When we look at runtime performance of screenshot capture, we can see a predominant part of the timeline is consumed by waiting for Kibana to load. During this time, the browser requests and parses very large bundles of uncached scripts and images.
This issue proposes that the runtime can be sped up by keeping a single chromium process running for all reports for a Kibana instance. Loading the bundles from cache should largely reduce the time it takes for the Reporting browser to open the capture URL.
The start method of the Reporting Plugin would have a step that launches a puppeteer browser driver instance. When a job for a report comes in, the screenshot pipeline would open a Kibana page as a new page of the Chromium application. When the screenshot is done, the page closes but the application keeps running.
More details about how this change would be implemented depends on how the following concerns are resolved:
Some cached browser data is potentially sensitive: any cookies files should not be cached.

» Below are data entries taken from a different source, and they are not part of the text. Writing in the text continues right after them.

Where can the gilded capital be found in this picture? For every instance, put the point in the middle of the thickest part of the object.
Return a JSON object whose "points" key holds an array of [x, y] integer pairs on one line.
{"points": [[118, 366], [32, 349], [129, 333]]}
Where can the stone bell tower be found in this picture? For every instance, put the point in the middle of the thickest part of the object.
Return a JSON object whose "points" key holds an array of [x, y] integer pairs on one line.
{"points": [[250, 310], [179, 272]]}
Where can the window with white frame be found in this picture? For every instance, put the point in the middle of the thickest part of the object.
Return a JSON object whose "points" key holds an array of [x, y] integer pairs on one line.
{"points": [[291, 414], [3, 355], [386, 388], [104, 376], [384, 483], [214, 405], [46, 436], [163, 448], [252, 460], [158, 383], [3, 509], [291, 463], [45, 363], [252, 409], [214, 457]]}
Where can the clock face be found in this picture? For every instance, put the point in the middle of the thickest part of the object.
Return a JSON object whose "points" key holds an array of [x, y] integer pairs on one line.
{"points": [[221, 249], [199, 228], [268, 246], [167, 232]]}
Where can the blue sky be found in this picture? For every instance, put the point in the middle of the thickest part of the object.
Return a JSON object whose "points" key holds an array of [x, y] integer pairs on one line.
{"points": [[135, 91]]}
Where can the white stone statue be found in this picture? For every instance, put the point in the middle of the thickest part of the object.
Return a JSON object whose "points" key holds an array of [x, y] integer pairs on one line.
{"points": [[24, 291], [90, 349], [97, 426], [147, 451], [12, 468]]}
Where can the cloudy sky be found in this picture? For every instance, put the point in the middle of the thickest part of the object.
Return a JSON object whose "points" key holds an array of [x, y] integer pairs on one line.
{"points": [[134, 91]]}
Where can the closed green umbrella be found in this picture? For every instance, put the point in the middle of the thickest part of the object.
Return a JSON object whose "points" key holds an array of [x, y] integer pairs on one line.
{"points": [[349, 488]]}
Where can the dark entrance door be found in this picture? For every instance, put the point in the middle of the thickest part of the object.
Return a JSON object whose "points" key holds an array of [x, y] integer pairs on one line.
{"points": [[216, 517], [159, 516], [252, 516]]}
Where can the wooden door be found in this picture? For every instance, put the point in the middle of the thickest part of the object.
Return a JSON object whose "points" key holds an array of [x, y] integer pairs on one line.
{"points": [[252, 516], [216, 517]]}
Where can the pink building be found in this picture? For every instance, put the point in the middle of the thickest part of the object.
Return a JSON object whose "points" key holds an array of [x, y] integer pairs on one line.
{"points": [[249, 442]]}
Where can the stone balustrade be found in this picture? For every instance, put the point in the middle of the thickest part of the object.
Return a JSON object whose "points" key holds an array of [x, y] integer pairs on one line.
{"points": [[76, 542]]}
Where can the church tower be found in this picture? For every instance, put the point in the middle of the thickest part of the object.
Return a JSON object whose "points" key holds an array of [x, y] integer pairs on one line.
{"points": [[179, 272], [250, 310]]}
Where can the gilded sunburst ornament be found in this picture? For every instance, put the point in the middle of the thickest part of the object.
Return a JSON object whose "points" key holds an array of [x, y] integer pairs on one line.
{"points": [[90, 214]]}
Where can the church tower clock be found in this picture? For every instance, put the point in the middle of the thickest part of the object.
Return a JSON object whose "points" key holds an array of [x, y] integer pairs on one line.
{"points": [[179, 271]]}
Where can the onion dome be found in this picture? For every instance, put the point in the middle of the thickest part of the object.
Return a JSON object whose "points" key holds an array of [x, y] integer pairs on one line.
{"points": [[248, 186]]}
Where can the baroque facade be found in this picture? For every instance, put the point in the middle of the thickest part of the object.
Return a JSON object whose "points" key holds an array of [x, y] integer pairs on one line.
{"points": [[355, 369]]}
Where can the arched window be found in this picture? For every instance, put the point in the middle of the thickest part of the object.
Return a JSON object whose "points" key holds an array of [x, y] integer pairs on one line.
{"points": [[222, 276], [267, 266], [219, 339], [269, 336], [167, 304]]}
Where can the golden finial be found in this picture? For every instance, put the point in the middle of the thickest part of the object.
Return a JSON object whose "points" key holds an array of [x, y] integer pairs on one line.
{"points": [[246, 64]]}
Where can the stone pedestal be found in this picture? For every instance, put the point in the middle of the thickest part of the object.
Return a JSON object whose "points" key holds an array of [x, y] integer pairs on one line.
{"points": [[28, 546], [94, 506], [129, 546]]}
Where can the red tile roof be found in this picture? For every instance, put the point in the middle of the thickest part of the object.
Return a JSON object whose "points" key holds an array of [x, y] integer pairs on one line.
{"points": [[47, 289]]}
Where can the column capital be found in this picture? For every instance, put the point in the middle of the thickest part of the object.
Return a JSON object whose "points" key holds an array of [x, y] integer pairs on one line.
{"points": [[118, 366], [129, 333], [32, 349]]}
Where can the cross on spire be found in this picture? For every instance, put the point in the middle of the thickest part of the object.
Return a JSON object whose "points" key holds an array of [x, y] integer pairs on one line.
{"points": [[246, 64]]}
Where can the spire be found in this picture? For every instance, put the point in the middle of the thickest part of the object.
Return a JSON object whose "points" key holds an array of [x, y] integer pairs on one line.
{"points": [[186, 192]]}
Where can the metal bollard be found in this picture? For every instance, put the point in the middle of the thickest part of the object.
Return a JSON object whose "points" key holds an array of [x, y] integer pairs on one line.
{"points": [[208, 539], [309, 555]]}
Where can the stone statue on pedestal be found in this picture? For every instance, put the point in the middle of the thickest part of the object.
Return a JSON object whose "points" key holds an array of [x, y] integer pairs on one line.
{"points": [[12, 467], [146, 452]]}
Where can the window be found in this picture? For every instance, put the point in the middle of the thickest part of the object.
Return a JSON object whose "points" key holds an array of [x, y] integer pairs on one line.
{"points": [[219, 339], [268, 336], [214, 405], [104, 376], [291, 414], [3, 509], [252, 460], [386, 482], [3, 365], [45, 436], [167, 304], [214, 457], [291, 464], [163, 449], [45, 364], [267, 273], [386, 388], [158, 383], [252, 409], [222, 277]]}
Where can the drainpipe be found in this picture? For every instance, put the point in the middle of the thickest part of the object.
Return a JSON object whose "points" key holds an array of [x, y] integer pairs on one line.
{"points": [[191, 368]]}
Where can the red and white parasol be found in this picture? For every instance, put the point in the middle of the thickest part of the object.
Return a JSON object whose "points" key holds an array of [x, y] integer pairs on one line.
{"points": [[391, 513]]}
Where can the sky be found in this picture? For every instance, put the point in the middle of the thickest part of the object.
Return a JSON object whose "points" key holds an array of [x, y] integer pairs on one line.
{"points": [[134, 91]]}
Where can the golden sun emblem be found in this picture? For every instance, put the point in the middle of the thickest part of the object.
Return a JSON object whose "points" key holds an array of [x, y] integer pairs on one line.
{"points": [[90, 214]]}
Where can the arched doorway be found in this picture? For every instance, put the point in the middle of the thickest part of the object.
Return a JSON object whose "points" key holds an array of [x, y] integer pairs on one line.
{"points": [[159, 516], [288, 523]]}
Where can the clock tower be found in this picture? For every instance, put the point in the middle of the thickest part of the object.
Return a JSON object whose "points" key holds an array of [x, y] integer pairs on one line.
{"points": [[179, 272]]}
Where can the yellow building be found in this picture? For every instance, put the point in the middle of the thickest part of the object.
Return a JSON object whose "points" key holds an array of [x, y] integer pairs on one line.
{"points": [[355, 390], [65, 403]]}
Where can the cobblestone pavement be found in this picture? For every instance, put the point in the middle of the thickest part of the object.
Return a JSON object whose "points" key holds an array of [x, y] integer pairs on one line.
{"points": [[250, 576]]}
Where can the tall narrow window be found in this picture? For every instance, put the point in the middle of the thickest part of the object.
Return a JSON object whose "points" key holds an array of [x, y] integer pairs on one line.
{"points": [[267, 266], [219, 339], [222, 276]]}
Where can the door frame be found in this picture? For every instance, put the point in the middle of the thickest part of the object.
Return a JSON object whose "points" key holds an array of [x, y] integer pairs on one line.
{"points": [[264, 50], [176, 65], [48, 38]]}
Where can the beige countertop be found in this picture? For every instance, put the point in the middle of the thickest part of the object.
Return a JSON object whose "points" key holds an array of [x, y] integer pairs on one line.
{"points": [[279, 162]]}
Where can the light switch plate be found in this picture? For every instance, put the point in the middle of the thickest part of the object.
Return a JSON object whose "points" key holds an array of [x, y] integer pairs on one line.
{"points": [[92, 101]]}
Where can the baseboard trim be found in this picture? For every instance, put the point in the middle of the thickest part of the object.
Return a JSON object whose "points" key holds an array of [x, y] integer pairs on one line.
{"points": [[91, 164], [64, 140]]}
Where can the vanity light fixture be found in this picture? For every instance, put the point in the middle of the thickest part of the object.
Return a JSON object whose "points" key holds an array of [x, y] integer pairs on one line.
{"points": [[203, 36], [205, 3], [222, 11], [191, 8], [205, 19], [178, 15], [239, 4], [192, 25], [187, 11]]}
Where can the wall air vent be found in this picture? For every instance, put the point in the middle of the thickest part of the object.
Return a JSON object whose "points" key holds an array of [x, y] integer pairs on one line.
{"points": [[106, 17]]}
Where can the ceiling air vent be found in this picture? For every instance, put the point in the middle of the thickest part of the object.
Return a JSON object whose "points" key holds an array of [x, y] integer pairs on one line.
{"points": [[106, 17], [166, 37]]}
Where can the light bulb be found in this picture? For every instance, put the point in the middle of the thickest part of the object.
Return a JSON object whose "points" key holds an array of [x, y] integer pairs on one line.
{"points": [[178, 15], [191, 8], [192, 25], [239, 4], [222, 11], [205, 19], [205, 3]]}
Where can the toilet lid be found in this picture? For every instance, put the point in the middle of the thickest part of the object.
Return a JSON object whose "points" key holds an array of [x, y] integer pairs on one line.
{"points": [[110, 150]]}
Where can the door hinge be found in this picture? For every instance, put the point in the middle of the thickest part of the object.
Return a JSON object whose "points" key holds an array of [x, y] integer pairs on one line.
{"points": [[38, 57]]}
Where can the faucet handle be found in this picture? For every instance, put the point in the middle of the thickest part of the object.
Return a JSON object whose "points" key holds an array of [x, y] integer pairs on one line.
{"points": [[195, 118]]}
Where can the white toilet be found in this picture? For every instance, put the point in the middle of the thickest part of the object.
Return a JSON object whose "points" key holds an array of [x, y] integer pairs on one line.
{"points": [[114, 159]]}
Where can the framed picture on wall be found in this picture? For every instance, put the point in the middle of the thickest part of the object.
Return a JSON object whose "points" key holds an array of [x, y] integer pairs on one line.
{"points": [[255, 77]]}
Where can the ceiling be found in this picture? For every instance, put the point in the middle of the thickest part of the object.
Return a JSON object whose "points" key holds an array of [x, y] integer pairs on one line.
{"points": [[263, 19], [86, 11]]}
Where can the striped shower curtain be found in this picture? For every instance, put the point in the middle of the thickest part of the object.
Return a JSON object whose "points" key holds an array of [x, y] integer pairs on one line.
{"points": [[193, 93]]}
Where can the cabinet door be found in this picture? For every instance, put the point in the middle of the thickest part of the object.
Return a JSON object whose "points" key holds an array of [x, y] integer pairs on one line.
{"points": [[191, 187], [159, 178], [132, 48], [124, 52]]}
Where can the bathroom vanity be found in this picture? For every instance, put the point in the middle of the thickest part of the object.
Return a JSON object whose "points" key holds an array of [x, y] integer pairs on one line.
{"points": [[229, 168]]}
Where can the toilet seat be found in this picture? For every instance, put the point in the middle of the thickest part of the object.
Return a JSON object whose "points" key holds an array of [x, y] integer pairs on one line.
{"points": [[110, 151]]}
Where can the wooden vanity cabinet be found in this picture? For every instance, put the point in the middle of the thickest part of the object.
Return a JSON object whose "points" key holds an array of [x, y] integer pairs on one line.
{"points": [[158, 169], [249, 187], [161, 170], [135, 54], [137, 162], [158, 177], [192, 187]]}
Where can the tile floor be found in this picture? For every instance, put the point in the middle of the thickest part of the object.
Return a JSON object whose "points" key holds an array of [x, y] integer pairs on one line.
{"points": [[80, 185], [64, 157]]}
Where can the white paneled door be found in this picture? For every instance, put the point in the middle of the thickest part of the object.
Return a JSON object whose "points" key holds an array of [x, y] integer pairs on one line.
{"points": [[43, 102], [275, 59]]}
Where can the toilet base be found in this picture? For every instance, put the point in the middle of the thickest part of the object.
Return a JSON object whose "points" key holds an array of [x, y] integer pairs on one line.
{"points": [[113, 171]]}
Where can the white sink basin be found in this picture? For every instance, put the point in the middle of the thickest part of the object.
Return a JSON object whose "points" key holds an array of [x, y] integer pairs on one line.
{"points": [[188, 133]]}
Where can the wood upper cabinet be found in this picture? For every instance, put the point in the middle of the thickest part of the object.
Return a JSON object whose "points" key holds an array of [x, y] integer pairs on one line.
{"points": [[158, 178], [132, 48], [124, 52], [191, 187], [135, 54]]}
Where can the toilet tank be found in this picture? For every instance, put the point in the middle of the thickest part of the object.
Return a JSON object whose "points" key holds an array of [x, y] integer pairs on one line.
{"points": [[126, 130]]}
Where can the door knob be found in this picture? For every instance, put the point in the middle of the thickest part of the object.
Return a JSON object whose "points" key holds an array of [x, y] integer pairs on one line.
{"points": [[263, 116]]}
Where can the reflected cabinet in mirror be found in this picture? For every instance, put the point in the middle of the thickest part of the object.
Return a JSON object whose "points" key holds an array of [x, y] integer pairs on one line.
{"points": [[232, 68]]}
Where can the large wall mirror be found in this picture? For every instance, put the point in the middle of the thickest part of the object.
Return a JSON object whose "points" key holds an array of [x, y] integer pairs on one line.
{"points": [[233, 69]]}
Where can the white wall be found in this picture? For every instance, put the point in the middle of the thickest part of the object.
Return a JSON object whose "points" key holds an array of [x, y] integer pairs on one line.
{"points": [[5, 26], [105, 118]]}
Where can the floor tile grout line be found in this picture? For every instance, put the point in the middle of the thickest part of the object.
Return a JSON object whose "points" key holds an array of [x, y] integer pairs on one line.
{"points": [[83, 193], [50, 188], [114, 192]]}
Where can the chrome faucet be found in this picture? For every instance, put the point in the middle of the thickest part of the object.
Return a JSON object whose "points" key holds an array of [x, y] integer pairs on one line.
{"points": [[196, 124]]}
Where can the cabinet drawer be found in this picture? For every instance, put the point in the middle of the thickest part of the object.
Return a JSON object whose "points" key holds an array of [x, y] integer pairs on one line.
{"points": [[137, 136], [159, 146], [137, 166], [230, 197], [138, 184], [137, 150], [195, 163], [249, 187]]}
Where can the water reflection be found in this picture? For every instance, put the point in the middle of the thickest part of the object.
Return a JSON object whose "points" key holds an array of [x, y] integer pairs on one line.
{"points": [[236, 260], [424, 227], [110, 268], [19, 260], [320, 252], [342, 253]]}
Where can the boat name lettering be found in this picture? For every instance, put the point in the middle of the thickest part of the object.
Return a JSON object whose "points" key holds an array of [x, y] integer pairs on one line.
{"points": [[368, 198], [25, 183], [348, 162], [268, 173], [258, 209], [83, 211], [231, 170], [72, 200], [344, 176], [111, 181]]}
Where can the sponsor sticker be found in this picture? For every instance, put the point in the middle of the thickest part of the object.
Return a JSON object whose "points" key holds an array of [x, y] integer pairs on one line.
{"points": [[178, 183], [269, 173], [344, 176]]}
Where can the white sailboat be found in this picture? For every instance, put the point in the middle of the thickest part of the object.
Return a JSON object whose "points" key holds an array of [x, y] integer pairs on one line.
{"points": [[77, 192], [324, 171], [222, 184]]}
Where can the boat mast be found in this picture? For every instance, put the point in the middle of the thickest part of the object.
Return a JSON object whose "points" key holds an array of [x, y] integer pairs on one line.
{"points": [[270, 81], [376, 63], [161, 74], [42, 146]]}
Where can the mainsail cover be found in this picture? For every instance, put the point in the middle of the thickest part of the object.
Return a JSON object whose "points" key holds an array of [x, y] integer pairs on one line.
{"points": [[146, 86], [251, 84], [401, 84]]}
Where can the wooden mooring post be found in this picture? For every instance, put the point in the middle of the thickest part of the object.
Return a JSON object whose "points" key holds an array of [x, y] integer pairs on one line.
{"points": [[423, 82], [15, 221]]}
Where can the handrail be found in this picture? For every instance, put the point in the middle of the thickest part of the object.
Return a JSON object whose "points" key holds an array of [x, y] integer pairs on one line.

An initial idea to solve this was to use incognito windows to run the report job. However, it's pretty obvious that with incognito windows, we wouldn't cache the static files and there wouldn't be a great performance benefit. Perhaps a more realistic proposal is to use a non-incognito browser to make an initial request to the Kibana app, have the bundles cached in Chromium's data directory, and then to use incognito windows for the Reporting jobs. Presumably the cached bundles in the data directory would be used even though the page is running in an incognito window.
The downsides of the "more realistic proposal" is:
The downside of caching Kibana scripts for every screenshot report is we would not be able to maintain the current prevention measures of deleting the Chromium data directory after each job. If we have incognito mode windows running, we don't need to worry about the data directory storing sensitive information.
If the data directory doesn't get deleted after each job, we should monitor the size in bytes of the directory contents to make sure they aren't growing over time. If it's normal for the data directory to grow over time, we should set controls over it to periodically delete it. We don't know right now if deleting the data directory would require us to restart the Chromium process.
We should discuss on this issue to get an agreement on how to move forward.
ping @elastic/kibana-canvas @elastic/kibana-security
When a user logs out of Kibana, the sid cookie is deleted and the session storage is cleared. If we're comfortable with that fully logging the user out of Kibana, I can't think of anything else we should be paranoid about.
Perhaps we should be clearing local storage as well, as that's where Console history is currently stored?
We can also delete all cookies using the Chrome DevTools API https://chromedevtools.github.io/devtools-protocol/tot/Network/#method-clearBrowserCookies instead of just deleting the sid cookie.
When a user logs out of Kibana, the
sidcookie is deleted and the session storage is cleared. If we're comfortable with that fully logging the user out of Kibana, I can't think of anything else we should be paranoid about.Perhaps we should be clearing local storage as well, as that's where Console history is currently stored?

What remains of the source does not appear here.